I opened my mouth to say something, I don’t remember what, but it was probably to argue because I didn’t believe in soft for myself. Not when I had to protect Cleo’s big heart from bullies.
But a familiar voice cut through the still air in the tent and set it to buzzing.
“Don’t you dare!”
My head swivelled as I sought out Kate through the slightly transparent red walls of the tent. She sounded strange, edgy with panic. I’d always known her to be soft, almost dreamy and a little forgetful. Even when she was having one of her bad days, she was languid and soft-spoken.
“I mean it.” I could only hear her next words because I was straining. “Don’t do this. I’ve done everything I was supposed to. Please, I’m here w-with my daughter.”
A deep voice, the bass of it lost beneath the murmur of crowd noises outside.
“Thank you,” I murmured to Madame Cheung, fishing money out of my jean shorts to hand to her.
She caught my wrist in a punishing hold when I tried to empty the contents into her hand. Her gaze was narrowed and burning when I met it with my own.
“Do not follow trouble,” she warned ominously. “You are a child. Stay one for as long as you are able.”

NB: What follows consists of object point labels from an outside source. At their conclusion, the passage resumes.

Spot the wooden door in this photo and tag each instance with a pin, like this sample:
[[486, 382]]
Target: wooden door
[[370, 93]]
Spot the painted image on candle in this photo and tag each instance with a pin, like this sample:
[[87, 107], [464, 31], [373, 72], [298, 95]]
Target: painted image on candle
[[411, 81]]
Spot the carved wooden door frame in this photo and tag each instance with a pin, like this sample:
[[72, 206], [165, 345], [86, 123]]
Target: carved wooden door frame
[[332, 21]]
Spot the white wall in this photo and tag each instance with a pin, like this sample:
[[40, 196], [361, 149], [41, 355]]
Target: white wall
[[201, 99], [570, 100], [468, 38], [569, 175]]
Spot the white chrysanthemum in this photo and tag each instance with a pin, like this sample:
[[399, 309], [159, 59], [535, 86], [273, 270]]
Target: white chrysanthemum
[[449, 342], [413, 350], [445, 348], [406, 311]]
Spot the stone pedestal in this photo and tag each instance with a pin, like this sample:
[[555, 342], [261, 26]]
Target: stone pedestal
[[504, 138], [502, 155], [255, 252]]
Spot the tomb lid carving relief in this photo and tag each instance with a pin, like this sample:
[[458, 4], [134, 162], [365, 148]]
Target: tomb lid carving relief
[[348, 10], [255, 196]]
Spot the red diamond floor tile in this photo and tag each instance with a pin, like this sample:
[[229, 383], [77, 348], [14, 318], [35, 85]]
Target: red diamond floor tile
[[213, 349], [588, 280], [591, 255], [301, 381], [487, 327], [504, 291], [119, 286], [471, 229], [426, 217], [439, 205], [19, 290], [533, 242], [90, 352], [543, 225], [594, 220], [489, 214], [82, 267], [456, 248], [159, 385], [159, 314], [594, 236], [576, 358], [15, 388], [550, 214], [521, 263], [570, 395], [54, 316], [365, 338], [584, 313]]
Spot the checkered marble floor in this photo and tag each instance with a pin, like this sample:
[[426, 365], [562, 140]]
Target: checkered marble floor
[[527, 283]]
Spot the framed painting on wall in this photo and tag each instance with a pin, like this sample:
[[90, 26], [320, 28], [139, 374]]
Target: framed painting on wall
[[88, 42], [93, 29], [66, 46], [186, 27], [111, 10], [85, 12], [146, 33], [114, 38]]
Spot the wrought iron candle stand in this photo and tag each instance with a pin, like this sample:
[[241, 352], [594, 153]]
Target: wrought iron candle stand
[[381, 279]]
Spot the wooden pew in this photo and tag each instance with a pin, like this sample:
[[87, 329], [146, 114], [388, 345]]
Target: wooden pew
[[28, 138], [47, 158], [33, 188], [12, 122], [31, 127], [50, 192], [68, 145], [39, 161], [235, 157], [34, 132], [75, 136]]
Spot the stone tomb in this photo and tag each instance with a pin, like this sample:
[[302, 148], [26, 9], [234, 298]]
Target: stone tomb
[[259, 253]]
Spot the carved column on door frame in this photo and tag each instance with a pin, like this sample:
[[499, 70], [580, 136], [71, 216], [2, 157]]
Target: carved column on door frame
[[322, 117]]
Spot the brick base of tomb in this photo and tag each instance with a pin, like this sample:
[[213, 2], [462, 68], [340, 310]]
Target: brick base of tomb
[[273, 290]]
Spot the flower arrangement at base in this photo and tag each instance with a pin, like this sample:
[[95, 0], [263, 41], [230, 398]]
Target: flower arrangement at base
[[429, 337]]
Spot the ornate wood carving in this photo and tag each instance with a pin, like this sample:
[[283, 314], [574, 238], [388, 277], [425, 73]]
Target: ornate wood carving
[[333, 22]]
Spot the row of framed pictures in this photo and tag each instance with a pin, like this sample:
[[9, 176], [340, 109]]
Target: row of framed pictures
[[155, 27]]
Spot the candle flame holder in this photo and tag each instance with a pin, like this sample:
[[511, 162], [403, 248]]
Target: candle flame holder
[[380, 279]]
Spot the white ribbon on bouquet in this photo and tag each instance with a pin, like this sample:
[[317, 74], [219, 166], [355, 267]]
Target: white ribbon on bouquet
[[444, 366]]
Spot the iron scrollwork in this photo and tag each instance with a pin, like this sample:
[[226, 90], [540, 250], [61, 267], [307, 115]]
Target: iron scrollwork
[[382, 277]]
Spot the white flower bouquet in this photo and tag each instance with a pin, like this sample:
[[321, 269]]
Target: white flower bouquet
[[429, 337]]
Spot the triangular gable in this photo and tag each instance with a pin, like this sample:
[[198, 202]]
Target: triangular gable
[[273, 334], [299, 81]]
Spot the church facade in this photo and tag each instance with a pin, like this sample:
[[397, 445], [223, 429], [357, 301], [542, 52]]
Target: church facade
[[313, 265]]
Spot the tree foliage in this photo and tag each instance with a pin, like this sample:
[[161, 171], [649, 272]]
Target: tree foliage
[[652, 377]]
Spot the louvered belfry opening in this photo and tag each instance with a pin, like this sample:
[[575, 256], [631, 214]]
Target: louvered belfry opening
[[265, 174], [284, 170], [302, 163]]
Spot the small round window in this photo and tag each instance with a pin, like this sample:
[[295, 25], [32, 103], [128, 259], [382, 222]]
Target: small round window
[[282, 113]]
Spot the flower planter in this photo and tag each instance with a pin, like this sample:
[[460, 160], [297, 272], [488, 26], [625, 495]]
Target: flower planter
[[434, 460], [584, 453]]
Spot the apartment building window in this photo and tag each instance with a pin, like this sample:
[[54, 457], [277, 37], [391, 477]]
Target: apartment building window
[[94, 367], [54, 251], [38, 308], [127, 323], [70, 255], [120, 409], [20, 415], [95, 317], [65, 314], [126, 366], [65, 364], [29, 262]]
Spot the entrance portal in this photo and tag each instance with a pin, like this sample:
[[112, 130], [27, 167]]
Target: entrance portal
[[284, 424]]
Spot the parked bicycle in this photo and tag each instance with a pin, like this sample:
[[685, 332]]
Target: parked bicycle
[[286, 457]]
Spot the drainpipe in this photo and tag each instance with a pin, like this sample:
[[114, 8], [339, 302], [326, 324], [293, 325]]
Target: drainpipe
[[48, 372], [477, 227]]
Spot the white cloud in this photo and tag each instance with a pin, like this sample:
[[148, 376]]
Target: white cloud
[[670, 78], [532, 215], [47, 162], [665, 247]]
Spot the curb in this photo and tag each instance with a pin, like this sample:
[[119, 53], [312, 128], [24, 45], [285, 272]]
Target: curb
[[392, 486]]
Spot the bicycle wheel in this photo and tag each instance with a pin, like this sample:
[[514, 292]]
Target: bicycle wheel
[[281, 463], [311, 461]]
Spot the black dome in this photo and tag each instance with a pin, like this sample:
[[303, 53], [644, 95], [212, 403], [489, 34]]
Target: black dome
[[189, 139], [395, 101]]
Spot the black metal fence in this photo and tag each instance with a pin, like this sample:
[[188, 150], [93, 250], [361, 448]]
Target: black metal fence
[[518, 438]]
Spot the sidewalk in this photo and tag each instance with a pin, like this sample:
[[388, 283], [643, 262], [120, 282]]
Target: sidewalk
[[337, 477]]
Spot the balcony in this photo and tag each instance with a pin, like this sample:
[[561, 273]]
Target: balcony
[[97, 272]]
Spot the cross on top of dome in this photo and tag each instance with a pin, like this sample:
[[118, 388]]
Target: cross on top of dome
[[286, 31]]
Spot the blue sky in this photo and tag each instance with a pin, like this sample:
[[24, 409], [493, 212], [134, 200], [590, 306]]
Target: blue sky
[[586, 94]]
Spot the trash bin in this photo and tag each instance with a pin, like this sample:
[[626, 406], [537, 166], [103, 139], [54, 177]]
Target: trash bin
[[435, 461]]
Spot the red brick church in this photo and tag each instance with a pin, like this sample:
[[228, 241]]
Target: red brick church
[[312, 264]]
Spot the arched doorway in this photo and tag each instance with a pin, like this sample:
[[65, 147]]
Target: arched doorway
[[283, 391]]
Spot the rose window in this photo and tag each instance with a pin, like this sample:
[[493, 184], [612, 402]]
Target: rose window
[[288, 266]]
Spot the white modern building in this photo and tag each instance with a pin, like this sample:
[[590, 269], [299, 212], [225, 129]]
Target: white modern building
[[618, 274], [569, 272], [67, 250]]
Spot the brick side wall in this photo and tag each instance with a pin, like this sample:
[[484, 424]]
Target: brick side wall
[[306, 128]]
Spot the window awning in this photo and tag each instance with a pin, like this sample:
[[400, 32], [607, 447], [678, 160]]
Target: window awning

I ignored her, my stomach clenching around the acid building in my gut.
Something was wrong.
Kate’s voice echoed between my ears. The hairs on the back of my neck stood on end and I shivered in the warm air, chilled deep in my bones as I wrenched away from Madame Cheung and stumbled away from the table.
“I didn’t do anything,” Kate’s voice pierced through the tent again, drifting farther away but growing even more frightful. “I mean, I did, I did do exactly as you asked––” A strangled noise like someone was hurting her.
I turned on my sneakered heel and raced out of the tent.
The air outside was even more humid, sticky and thick. It took effort to run through it, around the crowd of bodies surging through the lanes between carnival games and attractions. She had to be close because I’d heard her as if she was shouting in my ear, but even after I circled the tent twice on a pant-inducing sprint, there was no sign of Kate.
I bent double, hands on my knees as I caught my breath, the taste of stale popcorn on my tongue, and surveyed the scene. It was dark and late, the families mostly gone to give way to couples holding hands, kissing under neon lights, men faking bravado as they won gifts for their girls. A group of teenage boys drank from a communal paper-bag-covered bottle of liquor, shouting and shoving each other as they made bets on a shooting game to my right.
To the left, nearly swallowed in shadows, the massive mouth of a clown yawned open menacingly. It was the entrance to the House of Horrors, the name dripping down the sign over the tunnel like blood from a fresh wound.
I hugged myself, staring into that dark mouth I desperately didnotwant to enter, and I made a choice.
Fear or love?
Cowardice or Kate?
If she needed help, how could I act like a baby and refuse to offer it just because some stupid carnival attraction gave me the heebie-jeebies?
I wished I had the dragon Henning won for me in my care, but he held it along with Cleo’s bounty so we could have fun with our friends.
I wished even more I had Henning there to help Kate with me.
Someone bumped into me, jostling me toward the cavern.
I let the momentum propel me forward.
My first step onto the tongue that rolled out of the mouth like a perverted red carpet prompted a series of mechanical prompts to go off. A tinny maniacal laugh echoed around me and bats attached to clear wires dropped down from the ceiling, one of them falling low enough to brush my hair. I squeaked and dashed forward, racing deeper into the dark heart of the house of terrors like a demon chased back into hell.